Getting Started With Clojure
First, Clojure runs on the JVM. Yes, it means you can use Java libraries (including the standard library) from inside your Clojure projects, pack them as jars, etc.
Clojure comes with a read/eval/print loop tool called clj that lets you evaluate code instantly. Unfortunately, the REPL doesn’t come with some handy features like historic and tab completion by default, but you can add these via IClojure.
I couldn’t resist the idea of aliasing the REPL as clojure to call it via the command-line, so here’s what I did:
alias clojure="java -jar ~/Library/iclojure-1.0-SNAPSHOT.jar"
There’s a build and automation tool for Clojure projects called [Leiningen], or lein. Leiningen may be used for open source and private code. It’s widely adopted throughout the community and is very mature.
Clojure open source projects are often shared as Java Archives in the Clojars repository.
A project using lein must have its specification defined within a file called project.clj similar to a package.json in Node.js projects or to a .gemspec file in a Ruby Gem.
Here is a sample project.clj from Leiningen’s README:
(defproject myproject "0.5.0-SNAPSHOT" :description "A project for doing things." :url "http://github.com/me/myproject" :dependencies [[org.clojure/clojure "1.2.1"] [org.clojure/clojure-contrib "1.2.0"]] :plugins [[lein-ring "0.4.5"]])
There was also another build tool for Clojure called cake. But apparently it has been discontinued.
The project’s GitHub Wiki has a Start Guide with detailed information about the compilation methods and options.
A more in-depth look at ClojureScript is provided by this blog post by Stuart Sierra on the Clojure Blog.
The current de facto web framework for Clojure is Noir. Noir is very straightforward and easy to use, it also seems to be inspired in Ruby’s Sinatra so if you come from Ruby you’ll have a good time using it.
Alternatively, composure is another web framework that apparently was inspired by Sinatra, too.
Also, there is clj-http, a HTTP library with a very concise API. If you want to send request to web pages, get response and etc, I highly recommend you to use it.

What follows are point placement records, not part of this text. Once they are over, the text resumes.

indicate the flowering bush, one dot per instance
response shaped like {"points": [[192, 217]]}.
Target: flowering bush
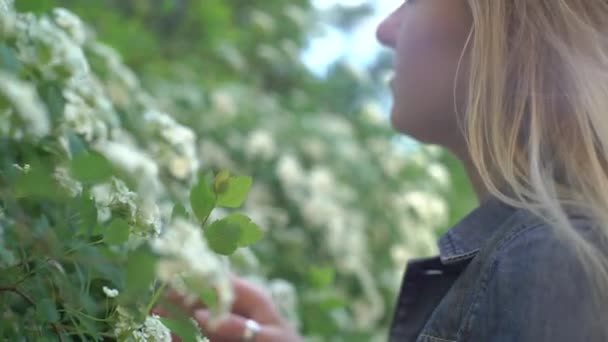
{"points": [[108, 175], [97, 217]]}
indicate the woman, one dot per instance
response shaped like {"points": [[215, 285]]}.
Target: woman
{"points": [[518, 90]]}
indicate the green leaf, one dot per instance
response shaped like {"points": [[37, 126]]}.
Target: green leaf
{"points": [[202, 200], [140, 272], [250, 232], [223, 236], [87, 215], [321, 277], [91, 167], [182, 328], [46, 311], [235, 193], [117, 232], [38, 182], [209, 296], [179, 211]]}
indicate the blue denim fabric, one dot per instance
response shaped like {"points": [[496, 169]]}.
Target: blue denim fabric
{"points": [[501, 275]]}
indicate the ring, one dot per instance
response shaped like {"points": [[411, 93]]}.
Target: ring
{"points": [[252, 329]]}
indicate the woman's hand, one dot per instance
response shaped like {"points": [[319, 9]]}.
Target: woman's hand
{"points": [[251, 303]]}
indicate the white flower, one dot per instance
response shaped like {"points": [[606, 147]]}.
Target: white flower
{"points": [[262, 20], [314, 148], [440, 174], [110, 293], [148, 214], [114, 195], [185, 255], [73, 187], [71, 24], [214, 155], [8, 18], [24, 98], [289, 170], [321, 179], [260, 143], [152, 330], [180, 159], [134, 161], [285, 297], [373, 113], [224, 103], [81, 115], [43, 45]]}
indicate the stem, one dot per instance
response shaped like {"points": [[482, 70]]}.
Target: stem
{"points": [[57, 332], [19, 292], [15, 290]]}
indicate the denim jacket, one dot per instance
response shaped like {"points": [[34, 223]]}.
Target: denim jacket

Clojure has some good ORMs, at the time of this writing, there are already mature libraries for connection to many databases:
- Korma – for Postgres, MySQL, Oracle, Microsoft SQL
- congomongo – for MongoDB
- clj-redis and redis-clojure – for Redis
- clutch – for CouchDB
Of all these, Korma is the one that amazes me more. What a beautiful API it provides! Anyway, if you think that some adapters are missing, remember that you can use a library written for Java such as the riak-java-client by Basho.
You may already have heard about how Clojure approaches concurrency. You may have heard good things ;). In fact, one of the goals of the language is to offer full multi-threaded programming ability, via its functional programming techniques and other features like Atoms and Refs. IBM is got a very complete article on Clojure’s concurrency model.
Heroku announced, several months ago, that it runs Clojure apps. Also, remember that Clojure projects can be easily packed as jars thus it can easily run on Google App Engine. In fact, whenever JVM is available, Clojure may run.
There are known places where the community hosts open source Clojure code, one of them is the already mentioned Clojars and the other is The Clojure Toolbox, which is organized by sections/categories…reminding me of The Ruby Toolbox. Also, don’t forget that GitHub keeps a directory for listing repos by their dominant language, and Clojure is also featured!
If you read this post until here, then I assume you’re kind of excited with Clojure, too. So I have here some links to resources on the Internet that will help you:
- clojure-koans – A set of exercises for learning Clojure
- disclojure – A website about all things clojure
- planet clojure – A blog that indexes many posts on Clojure from all over the Internet
- Clojure Blog – The Clojure official blog
I hope this blog post not only left you enthusiastic about Clojure but also helped you get started with the language and its ecosystem. See you in the next posts, I’ll write more about Clojure!